38. The method of claim 37, comprising determining at least the expression of a Ta stage gene from a Ta stage gene group, at least one T1 stage gene from a T1 stage gene group, at least a T2 stage gene from a T2 stage gene group, at least a T3 stage gene from a T3 stage gene group, or at least a T4 stage gene from a T4 stage gene group, wherein at least one gene from each gene group is expressed in a significantly different amount in that stage than in one of the other stages.
39. The method of claim 38, wherein a Ta stage gene is selected individually from the group of Table B1.
40. The method of claim 38, wherein a T1 stage gene is selected individually from the group of Table B2.

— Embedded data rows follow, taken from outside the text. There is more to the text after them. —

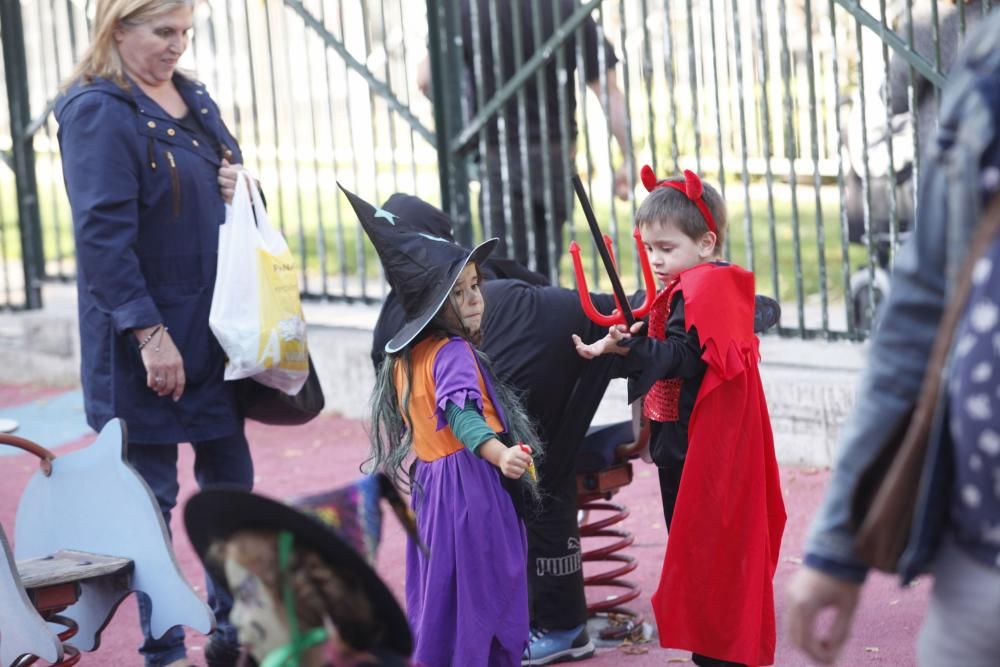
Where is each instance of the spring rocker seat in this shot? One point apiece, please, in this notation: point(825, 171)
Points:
point(88, 532)
point(603, 468)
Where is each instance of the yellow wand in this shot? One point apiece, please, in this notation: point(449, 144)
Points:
point(531, 466)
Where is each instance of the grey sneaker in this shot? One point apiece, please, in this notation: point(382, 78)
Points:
point(548, 646)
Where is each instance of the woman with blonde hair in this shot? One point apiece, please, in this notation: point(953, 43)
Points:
point(149, 166)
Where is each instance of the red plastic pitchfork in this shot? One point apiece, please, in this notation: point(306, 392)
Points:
point(623, 314)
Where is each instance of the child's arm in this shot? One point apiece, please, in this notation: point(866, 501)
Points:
point(677, 356)
point(608, 344)
point(469, 426)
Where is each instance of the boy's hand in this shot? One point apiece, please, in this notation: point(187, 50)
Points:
point(609, 343)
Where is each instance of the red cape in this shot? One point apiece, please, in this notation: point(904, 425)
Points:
point(715, 595)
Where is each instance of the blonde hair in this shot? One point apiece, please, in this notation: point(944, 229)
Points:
point(102, 58)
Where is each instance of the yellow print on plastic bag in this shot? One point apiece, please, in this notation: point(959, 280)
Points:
point(282, 328)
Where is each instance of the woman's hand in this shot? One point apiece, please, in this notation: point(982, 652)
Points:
point(512, 461)
point(811, 594)
point(609, 343)
point(228, 173)
point(163, 362)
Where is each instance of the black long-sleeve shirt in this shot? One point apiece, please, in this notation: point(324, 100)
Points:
point(677, 356)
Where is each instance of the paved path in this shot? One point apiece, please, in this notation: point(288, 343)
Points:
point(328, 452)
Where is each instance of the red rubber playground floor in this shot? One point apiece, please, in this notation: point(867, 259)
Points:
point(327, 453)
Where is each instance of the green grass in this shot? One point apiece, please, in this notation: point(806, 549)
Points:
point(345, 251)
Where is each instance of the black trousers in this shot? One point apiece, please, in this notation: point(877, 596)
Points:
point(555, 569)
point(528, 198)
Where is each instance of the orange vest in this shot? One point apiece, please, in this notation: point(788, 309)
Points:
point(429, 443)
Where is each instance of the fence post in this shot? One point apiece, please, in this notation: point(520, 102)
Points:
point(19, 105)
point(445, 50)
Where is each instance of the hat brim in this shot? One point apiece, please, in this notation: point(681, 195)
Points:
point(216, 514)
point(413, 327)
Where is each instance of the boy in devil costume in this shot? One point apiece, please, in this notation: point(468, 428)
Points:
point(708, 420)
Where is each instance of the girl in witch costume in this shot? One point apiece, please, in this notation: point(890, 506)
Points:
point(708, 419)
point(301, 574)
point(436, 398)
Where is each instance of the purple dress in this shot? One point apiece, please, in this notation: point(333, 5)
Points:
point(467, 601)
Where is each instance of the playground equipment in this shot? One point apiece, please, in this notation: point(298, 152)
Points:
point(88, 532)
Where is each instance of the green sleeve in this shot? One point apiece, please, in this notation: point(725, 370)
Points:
point(468, 425)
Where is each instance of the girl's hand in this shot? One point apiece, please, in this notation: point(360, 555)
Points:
point(228, 174)
point(512, 461)
point(163, 362)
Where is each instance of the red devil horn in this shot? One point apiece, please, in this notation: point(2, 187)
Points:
point(692, 185)
point(648, 177)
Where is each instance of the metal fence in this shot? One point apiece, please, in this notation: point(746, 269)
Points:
point(780, 103)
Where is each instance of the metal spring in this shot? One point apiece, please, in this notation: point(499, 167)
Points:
point(611, 578)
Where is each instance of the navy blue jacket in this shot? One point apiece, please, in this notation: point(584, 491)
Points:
point(146, 213)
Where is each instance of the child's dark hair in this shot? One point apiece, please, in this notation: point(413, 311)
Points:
point(667, 205)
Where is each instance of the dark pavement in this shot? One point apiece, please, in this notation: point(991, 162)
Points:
point(328, 452)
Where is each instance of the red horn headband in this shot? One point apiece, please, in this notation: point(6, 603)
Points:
point(691, 187)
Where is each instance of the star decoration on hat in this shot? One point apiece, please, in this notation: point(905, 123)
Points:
point(385, 215)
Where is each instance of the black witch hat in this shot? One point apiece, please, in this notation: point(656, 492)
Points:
point(421, 268)
point(343, 526)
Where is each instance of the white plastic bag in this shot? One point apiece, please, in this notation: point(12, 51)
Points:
point(256, 314)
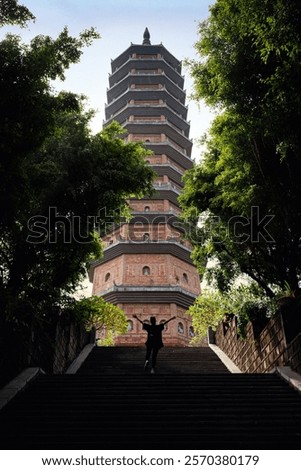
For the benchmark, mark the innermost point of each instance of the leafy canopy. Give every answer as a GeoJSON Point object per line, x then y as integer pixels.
{"type": "Point", "coordinates": [58, 183]}
{"type": "Point", "coordinates": [247, 186]}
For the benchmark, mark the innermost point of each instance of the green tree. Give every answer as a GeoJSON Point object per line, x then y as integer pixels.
{"type": "Point", "coordinates": [245, 302]}
{"type": "Point", "coordinates": [250, 70]}
{"type": "Point", "coordinates": [107, 319]}
{"type": "Point", "coordinates": [59, 183]}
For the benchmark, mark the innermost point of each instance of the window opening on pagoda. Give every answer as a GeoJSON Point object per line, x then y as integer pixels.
{"type": "Point", "coordinates": [146, 271]}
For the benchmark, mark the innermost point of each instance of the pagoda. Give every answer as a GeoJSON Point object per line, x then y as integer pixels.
{"type": "Point", "coordinates": [147, 268]}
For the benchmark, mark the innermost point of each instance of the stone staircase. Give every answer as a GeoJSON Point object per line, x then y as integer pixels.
{"type": "Point", "coordinates": [192, 402]}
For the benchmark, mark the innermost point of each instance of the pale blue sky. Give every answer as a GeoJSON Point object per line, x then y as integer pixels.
{"type": "Point", "coordinates": [120, 22]}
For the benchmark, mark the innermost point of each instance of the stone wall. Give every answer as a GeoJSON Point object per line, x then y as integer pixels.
{"type": "Point", "coordinates": [259, 352]}
{"type": "Point", "coordinates": [51, 345]}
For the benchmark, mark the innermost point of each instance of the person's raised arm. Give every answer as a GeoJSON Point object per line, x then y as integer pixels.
{"type": "Point", "coordinates": [135, 316]}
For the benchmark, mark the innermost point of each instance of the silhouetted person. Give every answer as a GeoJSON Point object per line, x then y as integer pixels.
{"type": "Point", "coordinates": [154, 340]}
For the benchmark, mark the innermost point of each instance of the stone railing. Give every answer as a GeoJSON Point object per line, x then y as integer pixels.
{"type": "Point", "coordinates": [260, 352]}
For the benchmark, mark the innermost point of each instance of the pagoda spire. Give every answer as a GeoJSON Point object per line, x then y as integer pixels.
{"type": "Point", "coordinates": [146, 37]}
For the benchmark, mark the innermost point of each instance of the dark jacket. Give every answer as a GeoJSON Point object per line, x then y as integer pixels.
{"type": "Point", "coordinates": [154, 335]}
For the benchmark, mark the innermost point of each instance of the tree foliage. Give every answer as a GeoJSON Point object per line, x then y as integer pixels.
{"type": "Point", "coordinates": [245, 302]}
{"type": "Point", "coordinates": [107, 319]}
{"type": "Point", "coordinates": [247, 186]}
{"type": "Point", "coordinates": [59, 184]}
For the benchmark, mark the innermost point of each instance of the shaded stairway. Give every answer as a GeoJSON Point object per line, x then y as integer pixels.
{"type": "Point", "coordinates": [102, 407]}
{"type": "Point", "coordinates": [130, 360]}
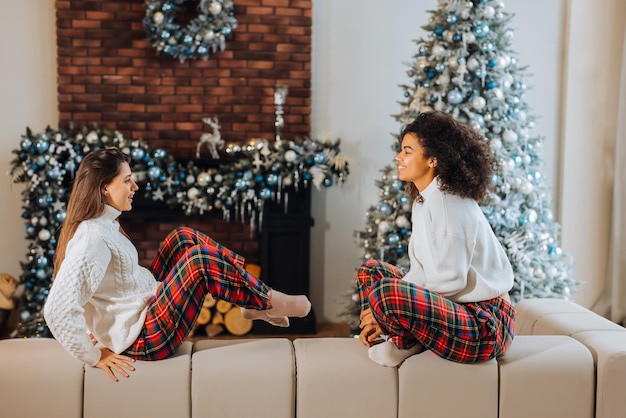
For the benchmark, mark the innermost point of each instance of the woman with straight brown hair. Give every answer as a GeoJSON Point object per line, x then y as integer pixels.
{"type": "Point", "coordinates": [107, 310]}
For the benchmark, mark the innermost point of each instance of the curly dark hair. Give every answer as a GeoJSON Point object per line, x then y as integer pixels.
{"type": "Point", "coordinates": [464, 163]}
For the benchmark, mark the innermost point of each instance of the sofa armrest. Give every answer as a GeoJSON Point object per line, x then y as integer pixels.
{"type": "Point", "coordinates": [155, 389]}
{"type": "Point", "coordinates": [38, 378]}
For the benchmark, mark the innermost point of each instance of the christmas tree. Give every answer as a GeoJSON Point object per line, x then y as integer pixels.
{"type": "Point", "coordinates": [465, 66]}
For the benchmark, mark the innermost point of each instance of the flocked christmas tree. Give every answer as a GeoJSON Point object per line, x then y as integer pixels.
{"type": "Point", "coordinates": [465, 66]}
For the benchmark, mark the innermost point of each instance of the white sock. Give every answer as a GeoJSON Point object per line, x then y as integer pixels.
{"type": "Point", "coordinates": [283, 306]}
{"type": "Point", "coordinates": [388, 355]}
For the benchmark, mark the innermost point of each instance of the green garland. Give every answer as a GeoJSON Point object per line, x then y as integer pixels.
{"type": "Point", "coordinates": [203, 36]}
{"type": "Point", "coordinates": [239, 183]}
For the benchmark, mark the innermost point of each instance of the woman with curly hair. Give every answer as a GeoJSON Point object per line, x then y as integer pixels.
{"type": "Point", "coordinates": [454, 300]}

41. The method of claim 38, wherein a T2 stage gene is selected individually from the group of Table B3.
42. (canceled)
43. A method of determining an expression pattern of a bladder cell sample, comprising:
collecting sample comprising bladder cells and/or expression products from bladder cells,
determining the expression level of at least one gene in the sample, said gene being selected from the group of genes consisting of gene No. 1 to gene No. 562, and obtaining an expression pattern of the bladder cell sample.

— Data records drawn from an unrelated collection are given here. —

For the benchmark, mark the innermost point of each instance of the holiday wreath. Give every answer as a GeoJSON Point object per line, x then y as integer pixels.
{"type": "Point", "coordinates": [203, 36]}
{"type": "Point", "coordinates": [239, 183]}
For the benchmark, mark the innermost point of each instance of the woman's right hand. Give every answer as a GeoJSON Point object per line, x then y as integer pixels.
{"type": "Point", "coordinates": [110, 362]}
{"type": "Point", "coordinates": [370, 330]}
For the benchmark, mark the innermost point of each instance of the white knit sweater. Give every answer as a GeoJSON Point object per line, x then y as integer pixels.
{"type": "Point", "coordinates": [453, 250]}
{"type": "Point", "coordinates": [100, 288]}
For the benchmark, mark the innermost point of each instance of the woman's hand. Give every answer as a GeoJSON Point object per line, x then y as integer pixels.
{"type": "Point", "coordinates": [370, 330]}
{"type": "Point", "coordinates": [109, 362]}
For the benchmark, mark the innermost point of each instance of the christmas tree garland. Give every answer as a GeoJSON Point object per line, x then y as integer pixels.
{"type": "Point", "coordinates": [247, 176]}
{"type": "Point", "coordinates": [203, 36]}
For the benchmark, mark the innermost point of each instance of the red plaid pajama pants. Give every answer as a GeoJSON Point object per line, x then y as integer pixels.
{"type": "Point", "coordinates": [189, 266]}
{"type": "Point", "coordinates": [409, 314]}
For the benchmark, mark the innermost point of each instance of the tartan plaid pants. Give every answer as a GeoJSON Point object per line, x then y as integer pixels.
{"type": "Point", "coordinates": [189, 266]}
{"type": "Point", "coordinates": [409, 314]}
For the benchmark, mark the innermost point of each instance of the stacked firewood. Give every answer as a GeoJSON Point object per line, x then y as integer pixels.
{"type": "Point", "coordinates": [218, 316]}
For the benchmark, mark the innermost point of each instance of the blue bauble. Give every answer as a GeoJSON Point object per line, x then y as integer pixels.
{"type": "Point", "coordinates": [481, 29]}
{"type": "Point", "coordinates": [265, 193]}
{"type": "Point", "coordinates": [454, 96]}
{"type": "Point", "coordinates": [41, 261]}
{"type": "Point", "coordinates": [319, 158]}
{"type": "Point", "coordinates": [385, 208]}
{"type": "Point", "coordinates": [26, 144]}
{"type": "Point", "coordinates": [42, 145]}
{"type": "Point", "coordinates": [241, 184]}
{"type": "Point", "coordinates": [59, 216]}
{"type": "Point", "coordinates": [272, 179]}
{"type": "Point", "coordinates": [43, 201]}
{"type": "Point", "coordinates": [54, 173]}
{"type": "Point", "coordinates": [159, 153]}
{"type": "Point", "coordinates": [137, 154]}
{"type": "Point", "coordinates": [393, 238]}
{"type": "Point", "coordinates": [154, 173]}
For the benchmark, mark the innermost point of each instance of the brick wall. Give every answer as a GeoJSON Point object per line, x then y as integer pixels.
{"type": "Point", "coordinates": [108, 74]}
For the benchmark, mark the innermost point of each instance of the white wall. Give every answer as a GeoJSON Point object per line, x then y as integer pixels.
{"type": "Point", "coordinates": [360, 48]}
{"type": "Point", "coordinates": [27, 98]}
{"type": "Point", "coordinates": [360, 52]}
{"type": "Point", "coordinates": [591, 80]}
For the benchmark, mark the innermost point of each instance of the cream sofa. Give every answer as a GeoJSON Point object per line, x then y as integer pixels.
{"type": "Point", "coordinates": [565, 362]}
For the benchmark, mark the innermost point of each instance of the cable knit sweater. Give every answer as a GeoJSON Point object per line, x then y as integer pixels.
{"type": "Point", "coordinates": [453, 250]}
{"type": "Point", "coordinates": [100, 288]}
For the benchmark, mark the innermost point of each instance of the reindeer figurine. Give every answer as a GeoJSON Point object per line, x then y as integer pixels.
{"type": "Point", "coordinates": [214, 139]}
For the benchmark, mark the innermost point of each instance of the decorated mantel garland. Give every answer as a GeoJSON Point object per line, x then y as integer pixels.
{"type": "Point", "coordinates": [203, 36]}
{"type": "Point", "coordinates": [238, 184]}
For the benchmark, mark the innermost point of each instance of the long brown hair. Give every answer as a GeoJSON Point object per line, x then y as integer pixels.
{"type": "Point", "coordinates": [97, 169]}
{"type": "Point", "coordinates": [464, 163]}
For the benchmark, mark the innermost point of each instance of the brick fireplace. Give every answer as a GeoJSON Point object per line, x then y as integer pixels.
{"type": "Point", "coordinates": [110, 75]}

44. The method of 43, wherein the expression level of at least two genes are determined.
45. The method of 43, wherein the expression level of at least three genes are determined.
46-48. (canceled)
49. The method of claim 43, wherein the genes exclude genes which are expressed in the submucosal, muscle, or connective tissue, whereby a pattern of expression is formed for the sample which is independent of the proportion of submucosal, muscle, or connective tissue cells in the sample.
50. The method of claim 49, comprising determining the expression level of one or more genes in the sample comprising predominantly submucosal, muscle, and connective tissue cells, obtaining a second pattern, subtracting said second pattern from the expression pattern of the bladder cell sample, forming a third pattern of expression, said third pattern of expression reflecting expression of the bladder mucosa or bladder cancer cells independent of the proportion of submucosal, muscle, and connective tissue cells present in the sample.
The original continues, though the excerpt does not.